Submitted by JamieCameron on Wed, 06/05/2013 - 22:49 Comment #13

Those lines are cached information about total disk usage by the VM. Since you re-sized the disks outside of Cloudmin, you should remove the xen_disktotal line and adjust the xen_disksize line to be the new root disk size in MB.

Submitted by aitte on Thu, 06/06/2013 - 04:07 Comment #14

Yeah I figured they were cached information. Thanks. I've removed disktotal and changed disksize to be the same as the output of lvdisplay --units m (returned 102400.00 MiB), in other words "xen_disksize=102400".

Looks like everything is perfectly migrated now.

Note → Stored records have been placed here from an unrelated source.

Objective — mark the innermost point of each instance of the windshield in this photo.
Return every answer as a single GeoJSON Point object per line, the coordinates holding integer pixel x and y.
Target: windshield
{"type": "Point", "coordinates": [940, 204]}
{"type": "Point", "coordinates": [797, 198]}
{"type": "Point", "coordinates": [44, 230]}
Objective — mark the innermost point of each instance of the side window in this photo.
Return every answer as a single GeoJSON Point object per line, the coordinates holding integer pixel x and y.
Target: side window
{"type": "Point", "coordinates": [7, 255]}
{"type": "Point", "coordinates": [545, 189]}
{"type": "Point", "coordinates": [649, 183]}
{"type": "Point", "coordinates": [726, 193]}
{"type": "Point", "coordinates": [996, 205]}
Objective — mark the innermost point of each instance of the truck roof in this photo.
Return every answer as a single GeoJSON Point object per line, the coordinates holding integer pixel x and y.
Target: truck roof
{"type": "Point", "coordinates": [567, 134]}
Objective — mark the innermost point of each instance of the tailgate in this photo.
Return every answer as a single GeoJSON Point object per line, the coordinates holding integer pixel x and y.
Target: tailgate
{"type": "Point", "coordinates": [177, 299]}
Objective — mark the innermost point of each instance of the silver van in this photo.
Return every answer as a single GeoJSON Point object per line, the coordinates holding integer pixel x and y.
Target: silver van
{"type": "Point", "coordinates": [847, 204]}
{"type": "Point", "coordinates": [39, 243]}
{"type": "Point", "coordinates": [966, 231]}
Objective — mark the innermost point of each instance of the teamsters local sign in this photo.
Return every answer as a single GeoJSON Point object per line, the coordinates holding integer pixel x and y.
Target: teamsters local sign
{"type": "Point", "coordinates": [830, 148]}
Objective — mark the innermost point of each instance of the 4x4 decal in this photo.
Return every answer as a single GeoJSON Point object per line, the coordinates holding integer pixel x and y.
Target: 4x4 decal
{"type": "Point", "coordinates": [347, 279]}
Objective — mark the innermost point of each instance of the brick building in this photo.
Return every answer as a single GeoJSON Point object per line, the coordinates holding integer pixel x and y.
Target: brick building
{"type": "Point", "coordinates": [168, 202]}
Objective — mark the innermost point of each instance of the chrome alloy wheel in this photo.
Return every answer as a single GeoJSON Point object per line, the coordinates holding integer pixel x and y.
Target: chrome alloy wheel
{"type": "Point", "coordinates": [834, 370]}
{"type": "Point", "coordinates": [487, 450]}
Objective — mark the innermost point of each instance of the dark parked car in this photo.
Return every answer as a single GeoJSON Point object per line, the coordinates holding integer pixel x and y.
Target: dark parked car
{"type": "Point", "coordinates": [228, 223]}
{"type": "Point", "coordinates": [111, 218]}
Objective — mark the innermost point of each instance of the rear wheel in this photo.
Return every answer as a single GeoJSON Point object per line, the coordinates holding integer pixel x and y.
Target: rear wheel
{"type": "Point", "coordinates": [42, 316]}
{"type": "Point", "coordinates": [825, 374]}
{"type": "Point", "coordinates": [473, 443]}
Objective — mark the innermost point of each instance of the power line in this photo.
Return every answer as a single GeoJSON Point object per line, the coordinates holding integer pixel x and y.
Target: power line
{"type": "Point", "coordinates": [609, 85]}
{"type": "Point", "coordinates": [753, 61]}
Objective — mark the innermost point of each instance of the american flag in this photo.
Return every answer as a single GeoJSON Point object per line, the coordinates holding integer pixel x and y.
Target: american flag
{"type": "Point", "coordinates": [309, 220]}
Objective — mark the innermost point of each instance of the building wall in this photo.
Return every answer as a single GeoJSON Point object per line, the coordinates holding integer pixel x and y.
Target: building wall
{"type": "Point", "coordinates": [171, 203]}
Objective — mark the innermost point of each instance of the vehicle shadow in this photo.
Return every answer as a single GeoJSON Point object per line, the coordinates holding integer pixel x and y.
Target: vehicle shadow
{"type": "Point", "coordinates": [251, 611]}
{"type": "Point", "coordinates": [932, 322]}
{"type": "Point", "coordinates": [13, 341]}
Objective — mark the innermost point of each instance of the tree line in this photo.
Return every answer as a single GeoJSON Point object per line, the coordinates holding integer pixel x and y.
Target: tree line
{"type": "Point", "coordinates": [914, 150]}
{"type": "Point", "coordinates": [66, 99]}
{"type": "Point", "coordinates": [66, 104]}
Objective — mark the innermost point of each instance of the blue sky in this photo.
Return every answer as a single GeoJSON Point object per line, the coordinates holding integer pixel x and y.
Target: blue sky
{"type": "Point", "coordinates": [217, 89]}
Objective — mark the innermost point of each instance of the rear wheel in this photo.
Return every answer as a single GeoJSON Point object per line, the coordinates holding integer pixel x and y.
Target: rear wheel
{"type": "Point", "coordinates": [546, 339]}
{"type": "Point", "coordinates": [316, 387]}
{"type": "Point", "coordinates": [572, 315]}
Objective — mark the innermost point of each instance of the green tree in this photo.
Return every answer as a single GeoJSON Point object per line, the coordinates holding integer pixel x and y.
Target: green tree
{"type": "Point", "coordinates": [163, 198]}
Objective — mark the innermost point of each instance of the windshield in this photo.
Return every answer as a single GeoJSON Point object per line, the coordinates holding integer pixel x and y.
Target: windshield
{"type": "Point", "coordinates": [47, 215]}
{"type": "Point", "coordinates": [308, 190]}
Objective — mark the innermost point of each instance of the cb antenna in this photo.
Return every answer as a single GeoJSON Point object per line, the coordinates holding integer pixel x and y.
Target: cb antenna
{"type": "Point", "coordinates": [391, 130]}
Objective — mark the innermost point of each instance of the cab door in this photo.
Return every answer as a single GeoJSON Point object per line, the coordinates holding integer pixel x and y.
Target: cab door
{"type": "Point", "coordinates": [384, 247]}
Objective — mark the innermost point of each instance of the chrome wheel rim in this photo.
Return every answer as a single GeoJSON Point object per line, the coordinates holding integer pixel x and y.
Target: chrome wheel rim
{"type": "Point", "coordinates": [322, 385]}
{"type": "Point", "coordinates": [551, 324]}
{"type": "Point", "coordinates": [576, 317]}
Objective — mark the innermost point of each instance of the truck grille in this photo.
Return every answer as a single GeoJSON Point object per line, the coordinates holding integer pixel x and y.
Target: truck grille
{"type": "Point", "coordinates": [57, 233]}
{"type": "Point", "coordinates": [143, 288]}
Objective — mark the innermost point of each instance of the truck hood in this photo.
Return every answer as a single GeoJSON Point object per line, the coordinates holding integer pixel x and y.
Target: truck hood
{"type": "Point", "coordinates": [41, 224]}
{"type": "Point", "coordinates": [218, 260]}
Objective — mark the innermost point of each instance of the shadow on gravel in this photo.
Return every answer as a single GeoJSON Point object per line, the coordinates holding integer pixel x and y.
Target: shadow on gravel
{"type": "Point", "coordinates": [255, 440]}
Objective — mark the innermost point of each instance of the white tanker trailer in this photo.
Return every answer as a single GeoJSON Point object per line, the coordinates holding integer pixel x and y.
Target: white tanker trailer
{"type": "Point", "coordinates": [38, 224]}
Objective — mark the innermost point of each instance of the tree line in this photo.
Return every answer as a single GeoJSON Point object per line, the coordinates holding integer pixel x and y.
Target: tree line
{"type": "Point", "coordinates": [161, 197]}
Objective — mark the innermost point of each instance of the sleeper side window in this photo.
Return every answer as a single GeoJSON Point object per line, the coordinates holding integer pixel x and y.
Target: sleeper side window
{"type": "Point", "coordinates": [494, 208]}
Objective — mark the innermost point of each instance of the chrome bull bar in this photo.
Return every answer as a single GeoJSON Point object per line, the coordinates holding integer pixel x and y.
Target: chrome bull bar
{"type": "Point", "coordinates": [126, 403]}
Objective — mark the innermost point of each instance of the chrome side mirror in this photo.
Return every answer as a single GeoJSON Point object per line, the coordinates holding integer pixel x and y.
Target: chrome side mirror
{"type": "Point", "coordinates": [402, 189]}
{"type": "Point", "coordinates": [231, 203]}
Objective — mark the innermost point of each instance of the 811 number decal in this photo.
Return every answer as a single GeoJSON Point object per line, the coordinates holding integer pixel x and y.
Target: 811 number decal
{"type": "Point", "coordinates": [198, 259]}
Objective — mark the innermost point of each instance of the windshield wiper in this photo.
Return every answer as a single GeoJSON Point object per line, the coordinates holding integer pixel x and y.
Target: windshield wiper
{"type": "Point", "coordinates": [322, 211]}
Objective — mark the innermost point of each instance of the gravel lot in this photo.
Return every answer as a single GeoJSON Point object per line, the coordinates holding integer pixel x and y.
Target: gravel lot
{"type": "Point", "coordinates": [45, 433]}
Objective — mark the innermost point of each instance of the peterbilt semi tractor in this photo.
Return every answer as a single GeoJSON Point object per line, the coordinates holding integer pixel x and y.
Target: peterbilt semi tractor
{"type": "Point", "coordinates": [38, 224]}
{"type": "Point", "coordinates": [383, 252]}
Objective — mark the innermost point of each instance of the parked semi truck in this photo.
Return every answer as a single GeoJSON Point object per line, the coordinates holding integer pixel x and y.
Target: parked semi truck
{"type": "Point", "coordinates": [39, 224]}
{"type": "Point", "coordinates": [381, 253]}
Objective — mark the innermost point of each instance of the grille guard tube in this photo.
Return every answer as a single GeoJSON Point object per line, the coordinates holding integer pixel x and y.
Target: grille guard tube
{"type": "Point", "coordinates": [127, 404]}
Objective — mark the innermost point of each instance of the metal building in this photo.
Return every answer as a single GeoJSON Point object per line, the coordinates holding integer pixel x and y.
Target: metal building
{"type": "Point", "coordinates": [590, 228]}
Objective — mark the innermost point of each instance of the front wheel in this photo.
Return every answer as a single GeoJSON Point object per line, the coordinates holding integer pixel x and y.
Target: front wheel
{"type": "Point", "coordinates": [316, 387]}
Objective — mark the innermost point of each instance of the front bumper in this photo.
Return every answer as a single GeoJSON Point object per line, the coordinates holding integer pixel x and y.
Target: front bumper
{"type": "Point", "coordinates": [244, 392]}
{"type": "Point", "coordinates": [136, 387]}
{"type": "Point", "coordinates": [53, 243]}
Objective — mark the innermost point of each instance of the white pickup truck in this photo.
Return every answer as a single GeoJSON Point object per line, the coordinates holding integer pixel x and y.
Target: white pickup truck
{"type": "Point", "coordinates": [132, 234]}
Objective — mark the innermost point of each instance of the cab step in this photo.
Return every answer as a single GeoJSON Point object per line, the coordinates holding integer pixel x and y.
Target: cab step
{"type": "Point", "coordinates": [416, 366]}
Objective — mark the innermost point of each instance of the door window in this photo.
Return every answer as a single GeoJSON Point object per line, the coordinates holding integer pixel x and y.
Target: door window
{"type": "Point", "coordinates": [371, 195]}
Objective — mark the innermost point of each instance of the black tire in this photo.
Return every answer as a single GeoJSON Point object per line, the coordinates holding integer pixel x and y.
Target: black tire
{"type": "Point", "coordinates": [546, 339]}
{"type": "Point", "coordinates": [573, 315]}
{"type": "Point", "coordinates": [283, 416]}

Good luck possibly making this migration a built-in feature. If you want to still do offline resizes but avoid the serious bug I mentioned, then I have an idea for a safety-check:

Use dumpe2fs /dev/vg0/server1_root to see if "Filesystem features:" contains "resize_inode" (aka "reserved Gdt blocks in order to allow online resizing"). If this Ext4 feature is present, the FS is ready to do expansions while the system is running. However, this is the feature that wasn't known about by outdated resize2fs versions while doing OFFLINE resizes, leading to heavy corruption.
If that feature is NOT enabled, it's safe to use resize2fs without any other checks.
If that feature IS enabled, check the version of the resize2fs tool to make sure it is >= 1.42.7 OTHERWISE the filesystem WILL become corrupted. Note that 1.42.7 is so new that most distros don't even have it. But it's better to tell the user "you can't resize this filesystem until you upgrade e2fsprogs" than to let them go through with it and lose all their data.

This extra piece of info was the least I could do as thanks for your help.

Submitted by JamieCameron on Thu, 06/06/2013 - 11:59 Comment #15

I guess the reason why we haven't seen this is that all Cloudmin pre-built images use ext3, primarily because some older distros (like CentOS 5) that are commonly used on host systems don't support ext4.

Submitted by aitte on Thu, 06/06/2013 - 14:05 Comment #16

Ahh, that is definitely why you haven't seen it. I am sure most users use the prebuilt images.

Ext4 with extents is quite a bit faster than Ext3, by the way. Consider moving over to it, even if that means dropping pre-built image support for some pre-2008 host OS's. In a VM, I/O is always going to suffer anyway, so it's good to avoid extra slowdowns wherever possible.

See: en.community.dell.com/techcenter/high-performance-computing/w/wiki/2290.aspx

Submitted by JamieCameron on Thu, 06/20/2013 - 01:10 Comment #17

FYI, support for moving VM disks between files, LVM and iSCSI has been implemented, and will be included in the next Cloudmin release.

Submitted by aitte on Thu, 06/20/2013 - 10:57 Comment #18

That's very cool, I am glad the feature now exists so that other users don't have to go through the long manual process. :-)

Submitted by Issues on Thu, 07/04/2013 - 16:11 Comment #19

Automatically closed -- issue fixed for 2 weeks with no activity.

Submitted by Issues on Thu, 07/04/2013 - 18:12 Comment #20

Automatically closed -- issue fixed for 2 weeks with no activity.

Submitted by Issues on Thu, 07/04/2013 - 19:41 Comment #21

Automatically closed -- issue fixed for 2 weeks with no activity.